Avoiding fusion plasma tearing instability with deep reinforcement learning
Deep reinforcement learning is being applied to control instabilities in fusion plasmas, raising hopes that AI could help keep reactors stable long enough for practical energy production. Commenters contrast this progress with decades of mixed results from tokamak projects like ITER, debate whether fusion can ever be economically competitive with renewables, and highlight alternative concepts such as field‑reversed configurations and direct energy conversion. The thread also touches on skepticism toward unverified fusion claims, concerns about trusting opaque ML systems in critical infrastructure, and why traditional control methods like PID struggle with highly nonlinear plasma dynamics.
Use of AI / Deep RL for Plasma Control
- Fusion plasmas are highly nonlinear, turbulent systems; some argue they may need learning systems that co‑evolve with the plasma to maintain stability.
- Prior work from a tech lab on RL plasma control is mentioned; current paper is said to use a larger, more powerful device with longer shots.
- Others stress that deep learning is only one of many possible nonlinear control strategies.
- Simple controllers (e.g., PID) are considered inadequate because tearing-mode stability needs heavy resistive-MHD/gyrokinetic simulations, not feasible in real time.
- Some are uneasy about ML directly controlling power plants, fearing opaque, “weird” failure modes.
Fusion, Energy Economics, and Use Cases
- Many doubt fusion will ever be cheaper than solar/wind, citing:
- Lower power density than fission → larger, costlier hardware.
- Complex, neutron-damaged structures and radioactive activation.
- ITER/DEMO are seen by some as likely to achieve physics goals but fail economically; others think DEMO could grid‑connect yet still struggle on cost.
- Approaches with direct electricity extraction (e.g., Helion) are seen by some as potentially changing the economics if the physics works.

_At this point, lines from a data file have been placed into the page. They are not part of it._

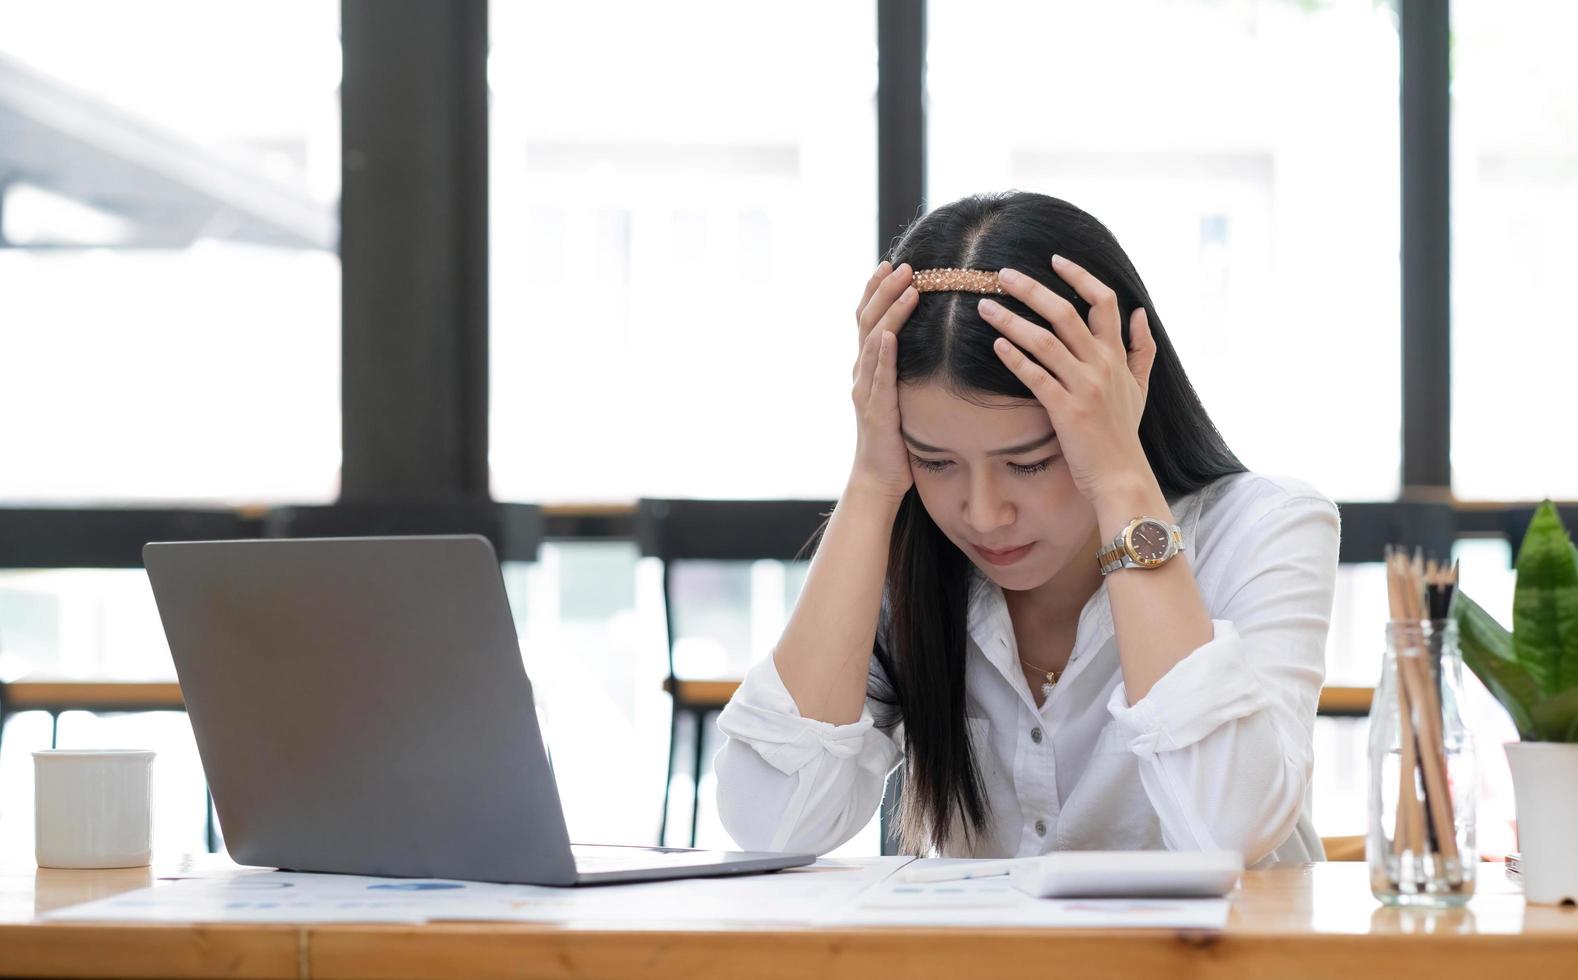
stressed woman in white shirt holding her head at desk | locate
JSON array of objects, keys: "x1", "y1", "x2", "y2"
[{"x1": 716, "y1": 193, "x2": 1338, "y2": 865}]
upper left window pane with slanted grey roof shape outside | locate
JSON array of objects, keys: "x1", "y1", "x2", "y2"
[{"x1": 0, "y1": 0, "x2": 339, "y2": 503}]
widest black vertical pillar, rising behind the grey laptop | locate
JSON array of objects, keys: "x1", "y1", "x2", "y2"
[{"x1": 339, "y1": 0, "x2": 488, "y2": 502}]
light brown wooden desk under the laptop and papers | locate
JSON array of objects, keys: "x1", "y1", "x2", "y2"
[{"x1": 0, "y1": 855, "x2": 1578, "y2": 980}]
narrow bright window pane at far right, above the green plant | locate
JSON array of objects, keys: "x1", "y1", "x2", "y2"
[{"x1": 1452, "y1": 0, "x2": 1578, "y2": 500}]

- Fusion is proposed as important for deep‑space/outer‑solar‑system colonies; others counter with beamed power or unknown future tech.
Tokamaks vs Alternative Fusion Concepts
- Tokamaks are criticized as 1960s tech with poor scaling and enormous cost; ITER is likened to an overbuilt, outdated “beast.”
- Defenders argue the concept is old but implementation (e.g., high‑temperature superconducting magnets) is cutting‑edge.
- Field‑reversed configurations (FRCs) and companies like Helion/Zap are seen by some as more promising (smaller plants, direct conversion, lower neutrons), but skeptics doubt they will ever reach net power.
- NIF is broadly characterized as weapons‑physics first, with energy research as a secondary benefit.
Safire / Aureon Controversy
- One side promotes the Safire reactor as a cheap, long‑running, self‑organizing multi‑layer plasma that allegedly causes fusion, element transmutation, and even “benign” treatment of radioactive material, claiming third‑party lab verification and collaboration with a major national lab.
- Many others label it pseudoscience or a scam: no peer‑reviewed publications, no independent confirmation, claimed temperatures far below standard fusion conditions, and extraordinary transmutation claims.
- Heavy disagreement over whether videos and conference talks constitute meaningful evidence; debate remains unresolved and heated.
Speculative and Sci‑Fi Reflections
- Idea of “cognitive confinement” as a second natural fusion pathway (alongside gravity) is floated, with “biostars” as potential SETI targets.
- Several playful SF analogies (Star Trek plots, novels, “torchships,” hyperspace bypasses) are used to frame long‑term implications of AI‑controlled fusion.